風邪
風邪をひいた。完膚無きまでに。数年ぶりのハードな風邪。
熱のせいで頭がくらくらし、世界が回る。鼻水はとめどなく流れ、しかも眉間の奥の方では供給過多でどんどんストックされている。口で呼吸せざるを得ないから、口の中が乾く。リンパ腺の付近が心臓の鼓動に合わせてずきずきと痛む。食事をしても味がさっぱり分からない。コーヒーもただの苦いお湯だ。
しかも間の悪いことに金曜だ。1週間分の食糧がそろそろ尽きてくるし、洗濯物もたまっている。
帰り道、FM-COCOLOはこれでもかというくらいにインド音楽を流してくる。さすがにつらくて、どこでもいいからとチャンネルを変えた。できることならば駅からタクシーにでも乗ってそのまま布団に倒れ込みたいけれど、寒風の中駅前のサティへ向かう。こういうときは手間をかけずにできて、さっと食べられてその上身体が温まるものでなくてはならない。豆腐、鱈、白ネギ、ホウレンソウなんかを買い込む。ビタミンCの補給のためにミカン。それからハーゲンダッツのミニカップ。普段はバニラか抹茶なのだが、熱のときにはどうしてだかストロベリーがほしくなる。特売してたからラムレーズンも。
中華風のスープにニンニクと豆板醤をこれでもかと入れて、買ってきたものを煮てチゲ鍋のまがい物をつくり、ふうふう言いながら胃に収める。食欲があるのがせめてもの幸い。さすがにアルコールに向かう欲求は皆無。冷蔵庫にはヱビスが静かに冷えている。
食べないわけにはいかないから鍋や食器を使うが、そのまま流しに放ったらかし。ゴミ箱にはティッシュとミカンの皮がうずたかく。

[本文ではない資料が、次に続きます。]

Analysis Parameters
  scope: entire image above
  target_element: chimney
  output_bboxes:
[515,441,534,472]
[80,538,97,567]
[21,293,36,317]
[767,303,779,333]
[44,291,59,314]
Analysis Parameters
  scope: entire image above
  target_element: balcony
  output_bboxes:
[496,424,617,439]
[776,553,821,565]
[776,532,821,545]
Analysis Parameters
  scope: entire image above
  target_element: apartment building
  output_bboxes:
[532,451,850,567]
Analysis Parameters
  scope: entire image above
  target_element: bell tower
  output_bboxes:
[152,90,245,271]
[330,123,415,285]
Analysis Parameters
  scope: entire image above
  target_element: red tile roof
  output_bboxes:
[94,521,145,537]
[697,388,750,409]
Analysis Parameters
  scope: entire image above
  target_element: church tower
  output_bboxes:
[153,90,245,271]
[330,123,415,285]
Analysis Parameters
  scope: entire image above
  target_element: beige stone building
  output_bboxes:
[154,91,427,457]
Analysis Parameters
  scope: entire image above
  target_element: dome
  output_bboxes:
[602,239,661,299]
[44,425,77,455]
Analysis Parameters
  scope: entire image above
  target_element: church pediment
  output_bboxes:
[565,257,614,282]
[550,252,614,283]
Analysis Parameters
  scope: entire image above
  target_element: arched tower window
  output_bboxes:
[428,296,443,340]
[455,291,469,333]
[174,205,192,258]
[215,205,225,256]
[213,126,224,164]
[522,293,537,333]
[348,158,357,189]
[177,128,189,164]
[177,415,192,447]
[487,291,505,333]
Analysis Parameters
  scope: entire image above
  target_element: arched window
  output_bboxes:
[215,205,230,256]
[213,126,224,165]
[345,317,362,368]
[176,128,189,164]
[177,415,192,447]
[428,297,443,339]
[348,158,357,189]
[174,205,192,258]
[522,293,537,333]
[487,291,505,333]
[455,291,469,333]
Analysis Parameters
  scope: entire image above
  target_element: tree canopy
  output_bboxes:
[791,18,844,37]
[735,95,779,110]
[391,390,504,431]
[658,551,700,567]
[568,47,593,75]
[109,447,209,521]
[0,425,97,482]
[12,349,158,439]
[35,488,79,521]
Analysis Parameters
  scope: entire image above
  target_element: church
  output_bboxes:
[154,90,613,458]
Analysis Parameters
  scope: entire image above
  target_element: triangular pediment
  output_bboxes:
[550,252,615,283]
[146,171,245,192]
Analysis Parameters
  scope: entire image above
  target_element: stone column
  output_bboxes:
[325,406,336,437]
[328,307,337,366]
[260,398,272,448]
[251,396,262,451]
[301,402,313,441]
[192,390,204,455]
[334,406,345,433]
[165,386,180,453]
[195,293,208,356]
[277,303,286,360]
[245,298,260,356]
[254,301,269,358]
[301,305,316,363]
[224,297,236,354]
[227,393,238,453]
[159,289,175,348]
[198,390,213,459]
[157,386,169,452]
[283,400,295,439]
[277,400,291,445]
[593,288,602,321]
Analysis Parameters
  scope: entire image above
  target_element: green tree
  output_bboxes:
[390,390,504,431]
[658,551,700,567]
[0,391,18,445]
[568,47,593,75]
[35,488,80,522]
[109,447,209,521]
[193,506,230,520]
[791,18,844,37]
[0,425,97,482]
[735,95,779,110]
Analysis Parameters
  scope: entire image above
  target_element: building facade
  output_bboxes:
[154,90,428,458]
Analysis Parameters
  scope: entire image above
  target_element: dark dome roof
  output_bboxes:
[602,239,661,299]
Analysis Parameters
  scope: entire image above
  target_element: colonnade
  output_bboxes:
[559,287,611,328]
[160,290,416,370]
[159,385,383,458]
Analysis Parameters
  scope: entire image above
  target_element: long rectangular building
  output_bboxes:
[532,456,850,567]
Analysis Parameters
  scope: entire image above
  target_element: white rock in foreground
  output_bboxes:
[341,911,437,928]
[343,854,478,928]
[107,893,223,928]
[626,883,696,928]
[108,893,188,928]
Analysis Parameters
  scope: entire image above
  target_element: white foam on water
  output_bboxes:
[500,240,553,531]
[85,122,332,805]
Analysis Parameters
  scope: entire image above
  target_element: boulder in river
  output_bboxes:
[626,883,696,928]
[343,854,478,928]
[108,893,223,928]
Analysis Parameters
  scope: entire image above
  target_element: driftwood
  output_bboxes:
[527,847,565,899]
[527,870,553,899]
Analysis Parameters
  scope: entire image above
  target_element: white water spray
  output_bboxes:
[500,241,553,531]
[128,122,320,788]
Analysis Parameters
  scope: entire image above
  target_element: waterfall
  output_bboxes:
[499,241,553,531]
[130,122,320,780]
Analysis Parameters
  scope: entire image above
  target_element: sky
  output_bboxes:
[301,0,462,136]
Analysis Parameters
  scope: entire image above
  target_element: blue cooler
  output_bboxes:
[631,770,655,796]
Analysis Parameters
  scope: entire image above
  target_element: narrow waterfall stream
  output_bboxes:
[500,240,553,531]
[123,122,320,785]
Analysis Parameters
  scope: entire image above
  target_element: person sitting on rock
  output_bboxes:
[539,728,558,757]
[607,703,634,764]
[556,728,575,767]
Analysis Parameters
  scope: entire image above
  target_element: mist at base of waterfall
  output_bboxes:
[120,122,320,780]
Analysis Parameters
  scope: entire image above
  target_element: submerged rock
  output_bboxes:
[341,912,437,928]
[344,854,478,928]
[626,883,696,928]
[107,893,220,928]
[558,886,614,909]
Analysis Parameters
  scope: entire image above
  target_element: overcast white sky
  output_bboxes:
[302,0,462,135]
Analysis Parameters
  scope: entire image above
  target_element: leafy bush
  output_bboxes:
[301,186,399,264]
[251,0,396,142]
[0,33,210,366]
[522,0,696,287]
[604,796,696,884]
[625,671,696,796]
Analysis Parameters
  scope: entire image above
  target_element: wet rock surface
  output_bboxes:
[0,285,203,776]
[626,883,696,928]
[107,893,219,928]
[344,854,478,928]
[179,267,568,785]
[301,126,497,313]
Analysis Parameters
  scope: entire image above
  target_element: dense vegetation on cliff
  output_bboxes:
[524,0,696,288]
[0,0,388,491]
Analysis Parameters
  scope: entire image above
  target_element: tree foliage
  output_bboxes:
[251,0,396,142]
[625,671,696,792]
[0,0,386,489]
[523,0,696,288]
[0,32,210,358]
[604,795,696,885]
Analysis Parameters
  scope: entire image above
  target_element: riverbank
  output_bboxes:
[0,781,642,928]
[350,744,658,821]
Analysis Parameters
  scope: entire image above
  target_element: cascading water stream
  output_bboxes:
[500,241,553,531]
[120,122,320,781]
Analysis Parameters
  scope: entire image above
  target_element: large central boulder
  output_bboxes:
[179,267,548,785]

眠っているとぐっしょりとシャツがしみるほどに汗をかく。おかげで何度か目覚める。また洗濯物がふえる。
土曜の日中は本を手に取ったけれど活字を追う気力がなくて、結局マンガをぱらぱらと読んだり暇つぶしにウェブをうろうろしたり。洗濯機を回したけれど、干すところまでいかなくてカゴに移したままで放ったらかし。そのまま布団に戻る。
眠りが浅いからだろう、夢をよく見た。出てくる人物は見覚えのある人達だ。けれどもAという人はBというグループの人達とは無関係なはずなのに、同じ喫茶店にいたりする。Cという人はもうこんなところにいるはずはないのに一緒に海辺を歩いていたりする。あるいはタイ語の先生と次の飲み会の相談なんかしていたり。目が覚めてカーテンを開けると雪景色、という夢も見た。
α-STATIONでJAC TOP 40を聴いていたはずなのに、目覚めるとしゃべっているのはポールだった。16時間眠った。峠を越えたというしっかりした感覚があるがまだ足許は少々ふらつく。後は体力回復に努めよう。
それでも風邪の唯一明るい面は、我々はそれを経験的に知っているという点ではなかろうか。致命的な病気ではないし、あとどれくらい養生すれば良くなるだろうということを身体で知っている。だから、どこかになんとなく「まあ、ひいたものは仕方がない」と、さっぱり諦められる面がある。
おかげで日曜の夜にはそれなりに復活した。どれくらいかというと、キリンの黒ビールを一本飲んだけれど、二本目にはちょっと手が伸びないという程度に。